Soixante-neuf tiroirs
En lisant le roman de Goran Petrovic, on s’introduit à pas feutrés dans un jardin merveilleux, d’une fascinante complexité, où le mystère est omniprésent. Jugez donc. Par un procédé poétique dont le narrateur omniscient a le secret, son héros, Anastase, a le pouvoir de rencontrer une femme dans les pages d’un livre, à condition qu’elle lise au même moment que lui.
Tombé amoureux de Mademoiselle Houville, les lettres ne lui suffisent plus. L’écriture d’un roman, décor et théâtre de leur idylle (« un récit sans histoire, des pages et des pages de descriptions faire pour une femme qu’il n’avait jamais connue en dehors de ces pages »), lui permettra de prolonger leurs ébats jusqu’au jour où la belle, rattrapée par la réalité de son mariage d’intérêt, renonce à la lecture, et à son amant. Il en reste un ouvrage singulier, un objet brûlant, que celles et ceux qui l’approchent vénèrent comme la relique d’un temps sacré.

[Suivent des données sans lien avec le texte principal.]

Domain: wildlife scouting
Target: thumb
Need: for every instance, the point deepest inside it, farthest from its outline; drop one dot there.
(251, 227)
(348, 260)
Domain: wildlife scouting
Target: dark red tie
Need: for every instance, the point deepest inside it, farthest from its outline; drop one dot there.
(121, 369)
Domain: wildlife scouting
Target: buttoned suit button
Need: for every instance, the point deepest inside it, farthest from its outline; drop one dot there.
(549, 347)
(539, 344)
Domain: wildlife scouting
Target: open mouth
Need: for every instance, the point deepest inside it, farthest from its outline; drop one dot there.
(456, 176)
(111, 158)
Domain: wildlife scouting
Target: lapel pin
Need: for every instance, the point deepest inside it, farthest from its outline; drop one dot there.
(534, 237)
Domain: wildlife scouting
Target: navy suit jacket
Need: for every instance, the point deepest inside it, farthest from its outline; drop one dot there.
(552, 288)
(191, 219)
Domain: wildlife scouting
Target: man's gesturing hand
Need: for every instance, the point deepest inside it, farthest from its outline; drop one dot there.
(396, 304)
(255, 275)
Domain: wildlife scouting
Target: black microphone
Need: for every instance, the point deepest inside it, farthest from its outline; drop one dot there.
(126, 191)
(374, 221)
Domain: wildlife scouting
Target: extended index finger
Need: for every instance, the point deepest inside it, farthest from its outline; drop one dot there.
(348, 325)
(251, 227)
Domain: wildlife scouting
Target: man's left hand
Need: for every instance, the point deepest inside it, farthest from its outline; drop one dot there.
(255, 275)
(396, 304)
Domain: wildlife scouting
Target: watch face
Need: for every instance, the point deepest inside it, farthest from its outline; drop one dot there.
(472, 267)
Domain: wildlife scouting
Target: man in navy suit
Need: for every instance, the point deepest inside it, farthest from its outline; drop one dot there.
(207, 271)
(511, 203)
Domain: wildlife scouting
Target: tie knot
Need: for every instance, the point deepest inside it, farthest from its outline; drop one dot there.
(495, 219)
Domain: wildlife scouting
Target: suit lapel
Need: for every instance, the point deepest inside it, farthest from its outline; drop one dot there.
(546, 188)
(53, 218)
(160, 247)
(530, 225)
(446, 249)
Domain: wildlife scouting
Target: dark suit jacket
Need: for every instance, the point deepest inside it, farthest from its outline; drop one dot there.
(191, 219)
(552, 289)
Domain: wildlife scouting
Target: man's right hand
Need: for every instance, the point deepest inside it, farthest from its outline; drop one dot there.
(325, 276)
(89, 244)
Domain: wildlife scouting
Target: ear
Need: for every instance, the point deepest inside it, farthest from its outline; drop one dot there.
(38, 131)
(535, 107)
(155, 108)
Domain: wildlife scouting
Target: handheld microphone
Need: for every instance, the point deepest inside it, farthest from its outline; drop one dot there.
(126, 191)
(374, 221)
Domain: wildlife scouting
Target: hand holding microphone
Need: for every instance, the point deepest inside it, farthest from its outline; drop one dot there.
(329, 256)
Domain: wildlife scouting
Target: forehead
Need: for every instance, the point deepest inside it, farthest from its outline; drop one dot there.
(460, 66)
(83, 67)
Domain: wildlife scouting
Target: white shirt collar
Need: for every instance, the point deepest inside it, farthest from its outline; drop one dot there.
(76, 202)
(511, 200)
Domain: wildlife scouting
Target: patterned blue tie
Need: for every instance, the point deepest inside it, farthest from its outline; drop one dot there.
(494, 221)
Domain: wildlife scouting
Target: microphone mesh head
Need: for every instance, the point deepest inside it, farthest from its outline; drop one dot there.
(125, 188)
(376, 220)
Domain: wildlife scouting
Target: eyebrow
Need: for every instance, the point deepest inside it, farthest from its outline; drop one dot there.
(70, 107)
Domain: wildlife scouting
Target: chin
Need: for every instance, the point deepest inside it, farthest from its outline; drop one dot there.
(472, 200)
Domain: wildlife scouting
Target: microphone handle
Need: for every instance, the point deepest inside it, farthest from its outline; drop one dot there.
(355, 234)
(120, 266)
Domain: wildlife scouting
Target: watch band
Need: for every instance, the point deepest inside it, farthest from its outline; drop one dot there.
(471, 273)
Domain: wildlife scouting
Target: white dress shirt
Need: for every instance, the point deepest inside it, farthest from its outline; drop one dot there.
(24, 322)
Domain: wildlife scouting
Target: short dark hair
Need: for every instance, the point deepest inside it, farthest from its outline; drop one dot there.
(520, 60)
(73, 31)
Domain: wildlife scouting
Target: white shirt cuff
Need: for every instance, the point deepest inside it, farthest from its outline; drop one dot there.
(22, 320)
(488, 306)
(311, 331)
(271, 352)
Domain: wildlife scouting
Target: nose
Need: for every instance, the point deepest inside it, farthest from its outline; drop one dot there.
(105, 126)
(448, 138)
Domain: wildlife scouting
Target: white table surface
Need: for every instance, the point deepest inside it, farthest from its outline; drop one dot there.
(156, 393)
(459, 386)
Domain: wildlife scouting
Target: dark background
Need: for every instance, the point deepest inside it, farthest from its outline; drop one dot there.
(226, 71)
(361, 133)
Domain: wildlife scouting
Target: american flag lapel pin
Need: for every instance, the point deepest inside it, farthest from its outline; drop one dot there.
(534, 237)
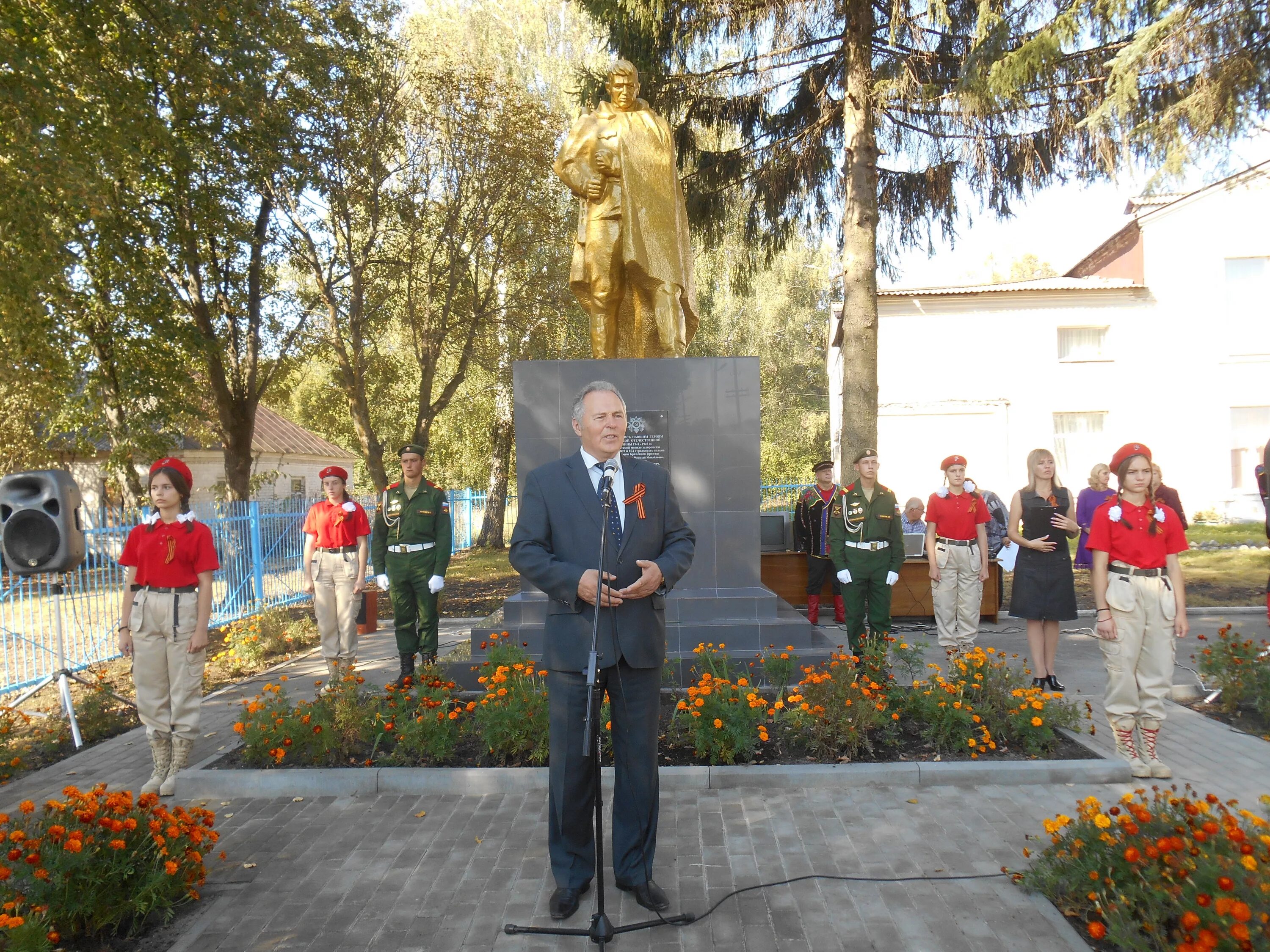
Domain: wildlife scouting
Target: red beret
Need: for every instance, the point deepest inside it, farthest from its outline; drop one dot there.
(171, 462)
(1127, 451)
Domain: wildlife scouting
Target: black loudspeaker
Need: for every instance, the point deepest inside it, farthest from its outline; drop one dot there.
(40, 522)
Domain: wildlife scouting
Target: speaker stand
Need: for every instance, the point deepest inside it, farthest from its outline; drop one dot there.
(64, 676)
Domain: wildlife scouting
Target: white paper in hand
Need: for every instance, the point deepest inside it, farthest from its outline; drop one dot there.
(1006, 556)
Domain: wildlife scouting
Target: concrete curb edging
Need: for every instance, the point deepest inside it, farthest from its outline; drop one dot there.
(477, 781)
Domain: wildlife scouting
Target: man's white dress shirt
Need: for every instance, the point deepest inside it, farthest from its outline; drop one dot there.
(595, 470)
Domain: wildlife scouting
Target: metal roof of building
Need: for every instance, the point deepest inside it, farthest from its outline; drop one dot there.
(1043, 285)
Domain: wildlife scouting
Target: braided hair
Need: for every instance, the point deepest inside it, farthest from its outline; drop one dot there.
(182, 488)
(1121, 475)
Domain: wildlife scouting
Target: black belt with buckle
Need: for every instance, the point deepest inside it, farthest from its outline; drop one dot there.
(1132, 570)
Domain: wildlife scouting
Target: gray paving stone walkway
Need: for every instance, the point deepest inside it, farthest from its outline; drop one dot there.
(367, 874)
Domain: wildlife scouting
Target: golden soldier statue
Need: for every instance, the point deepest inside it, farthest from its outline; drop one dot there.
(633, 262)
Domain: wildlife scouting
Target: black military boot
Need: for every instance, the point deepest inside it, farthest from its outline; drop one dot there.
(407, 671)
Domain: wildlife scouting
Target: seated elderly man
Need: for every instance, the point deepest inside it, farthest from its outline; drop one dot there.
(911, 520)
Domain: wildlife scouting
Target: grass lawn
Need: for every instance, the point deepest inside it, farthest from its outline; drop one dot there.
(477, 583)
(1213, 579)
(1236, 534)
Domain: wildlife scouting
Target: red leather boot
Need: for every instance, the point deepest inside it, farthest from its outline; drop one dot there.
(813, 610)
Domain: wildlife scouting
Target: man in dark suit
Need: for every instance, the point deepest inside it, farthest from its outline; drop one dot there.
(555, 546)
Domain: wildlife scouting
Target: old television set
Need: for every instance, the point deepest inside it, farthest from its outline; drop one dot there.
(775, 532)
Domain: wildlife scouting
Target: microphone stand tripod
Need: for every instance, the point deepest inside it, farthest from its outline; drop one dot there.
(601, 931)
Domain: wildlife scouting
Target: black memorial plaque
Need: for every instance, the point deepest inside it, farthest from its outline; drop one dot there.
(648, 437)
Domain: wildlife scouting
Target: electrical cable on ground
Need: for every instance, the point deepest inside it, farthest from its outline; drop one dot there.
(837, 879)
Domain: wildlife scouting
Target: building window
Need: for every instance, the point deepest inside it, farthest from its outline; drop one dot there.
(1076, 344)
(1079, 445)
(1248, 306)
(1250, 427)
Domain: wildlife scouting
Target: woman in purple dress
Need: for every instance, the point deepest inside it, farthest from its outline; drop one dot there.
(1086, 503)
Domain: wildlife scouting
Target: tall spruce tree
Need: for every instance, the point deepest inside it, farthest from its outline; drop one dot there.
(878, 117)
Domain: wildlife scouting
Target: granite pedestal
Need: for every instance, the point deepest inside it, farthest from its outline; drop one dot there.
(713, 414)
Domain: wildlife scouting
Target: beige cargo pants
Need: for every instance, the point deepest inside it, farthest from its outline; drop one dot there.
(167, 676)
(958, 594)
(336, 605)
(1141, 660)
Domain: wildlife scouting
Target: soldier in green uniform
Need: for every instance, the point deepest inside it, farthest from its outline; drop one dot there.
(411, 549)
(868, 546)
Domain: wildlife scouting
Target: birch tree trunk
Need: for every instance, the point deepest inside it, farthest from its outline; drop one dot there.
(860, 240)
(501, 448)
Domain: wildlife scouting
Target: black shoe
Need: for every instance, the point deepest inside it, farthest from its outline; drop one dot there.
(648, 895)
(564, 900)
(407, 671)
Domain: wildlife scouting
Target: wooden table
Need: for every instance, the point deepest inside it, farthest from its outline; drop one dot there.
(785, 574)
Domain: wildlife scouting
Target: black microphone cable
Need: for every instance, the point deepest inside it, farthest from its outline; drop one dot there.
(682, 919)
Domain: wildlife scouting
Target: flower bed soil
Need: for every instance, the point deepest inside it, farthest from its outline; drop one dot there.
(784, 748)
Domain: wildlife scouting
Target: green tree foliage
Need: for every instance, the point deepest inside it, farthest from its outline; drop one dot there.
(778, 314)
(877, 117)
(141, 149)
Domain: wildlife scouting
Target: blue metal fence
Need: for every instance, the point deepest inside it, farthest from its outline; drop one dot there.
(783, 497)
(261, 546)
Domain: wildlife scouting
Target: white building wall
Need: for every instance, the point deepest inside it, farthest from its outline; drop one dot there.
(1201, 355)
(980, 375)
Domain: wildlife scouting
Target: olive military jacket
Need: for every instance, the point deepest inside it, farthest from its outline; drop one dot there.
(858, 520)
(400, 520)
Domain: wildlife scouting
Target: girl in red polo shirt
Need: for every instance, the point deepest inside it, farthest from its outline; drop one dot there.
(957, 548)
(163, 621)
(336, 549)
(1141, 601)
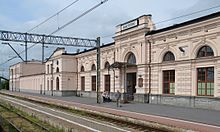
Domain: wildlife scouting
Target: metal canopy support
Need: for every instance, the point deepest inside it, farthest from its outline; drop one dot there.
(98, 69)
(53, 40)
(48, 39)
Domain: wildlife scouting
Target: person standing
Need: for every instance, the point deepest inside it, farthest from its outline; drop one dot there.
(118, 98)
(104, 96)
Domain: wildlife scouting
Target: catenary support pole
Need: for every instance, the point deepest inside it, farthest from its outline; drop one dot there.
(43, 50)
(26, 47)
(98, 69)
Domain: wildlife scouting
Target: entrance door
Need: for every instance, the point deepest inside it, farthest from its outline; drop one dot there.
(82, 83)
(107, 83)
(93, 83)
(131, 83)
(169, 82)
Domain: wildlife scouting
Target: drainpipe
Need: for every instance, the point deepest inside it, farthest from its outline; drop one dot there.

Tous, cuisinière, amis, correcteur, lectrice attitrée, bibliothécaire, seront touchés par la candeur de l’œuvre et n’auront qu’une obsession : la rendre pérenne.
Le roman de Goran Petrovic est une ode à la lecture mais c’est aussi une réflexion sur le pouvoir de la fiction et la joie qu’elle procure au milieu d’un monde anxiogène. Ça ne vous rappelle rien ?
Malheureusement, on finit par s’ennuyer dans cette allégorie. Un peu comme si vous décidiez de traverser la Méditerranée en bateau et que passé le ravissement des premières encablures, la torpeur vous saisisse, jusqu’à regretter l’odyssée. Peut-être aussi que mon ignorance de l’histoire des Balkans m’a empêchée d’apprécier les nuances de cette histoire.
Dernier reproche. Même si j’apprécie hautement Zulma, je ne suis pas convaincue par leurs couvertures « papier-peint ». Celle-ci est particulièrement vilaine, et si éloignée de la douceur des propos tenus.